- Conference: Southeastern Conference
- Record: 5–5 (1–5 SEC)
- Head coach: Raymond Wolf (3rd season);
- Offensive scheme: T formation
- Captain: Fletcher Groves
- Home stadium: Florida Field

= 1948 Florida Gators football team =

American college football season

The 1948 Florida Gators football team represented the University of Florida during the 1948 college football season. The season was the third for Raymond Wolf as the Florida Gators football team's head coach. The season's highlights included the Gators' 16–9 win against the Auburn Tigers and their 27–13 homecoming victory over the Miami Hurricanes. Wolf's 1948 Florida Gators finished with a 5–5 overall record and a 1–5 record in the Southeastern Conference (SEC), placing tenth among twelve SEC teams.

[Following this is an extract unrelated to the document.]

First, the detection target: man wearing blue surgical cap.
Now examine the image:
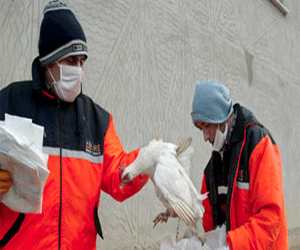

Florida was ranked at No. 59 in the final Litkenhous Difference by Score System ratings for 1948.

==Schedule==

| Date | Opponent | Site | Result | Attendance | Source |
| September 25 | Ole Miss | Florida Field; Gainesville, FL; | L 0–14 | 24,000 |  |
| October 2 | Tulsa* | Florida Field; Gainesville, FL; | W 28–14 | 15,000 |  |
| October 9 | vs. Auburn | Phillips Field; Tampa, FL (rivalry); | W 16–9 | 18,000 |  |
| October 16 | Rollins* | Florida Field; Gainesville, FL; | W 41–12 | 16,000 |  |
| October 23 | at No. 6 Georgia Tech | Grant Field; Atlanta, GA; | L 7–42 | 28,000 |  |
| October 30 | at Furman* | Sirrine Stadium; Greenville, SC; | W 39–14 | 6,500 |  |
| November 6 | vs. No. 13 Georgia | Gator Bowl Stadium; Jacksonville, FL (rivalry); | L 12–20 | 34,129 |  |
| November 13 | at Kentucky | McLean Stadium; Lexington, KY (rivalry); | L 15–34 | 22,000 |  |
| November 20 | Miami (FL)* | Florida Field; Gainesville, FL (rivalry); | W 27–13 | 27,000 |  |
| November 27 | at Alabama | Denny Stadium; Tuscaloosa, AL (rivalry); | L 28–34 | 24,000 |  |
*Non-conference game; Homecoming; Rankings from AP Poll released prior to the game;

==Postseason==
Several members of the Florida Board of Control and a number of Florida alumni called for Wolf to step down after the 1948 season, but football player-led student rallies in his support ended with Wolf's contract being extended for another year.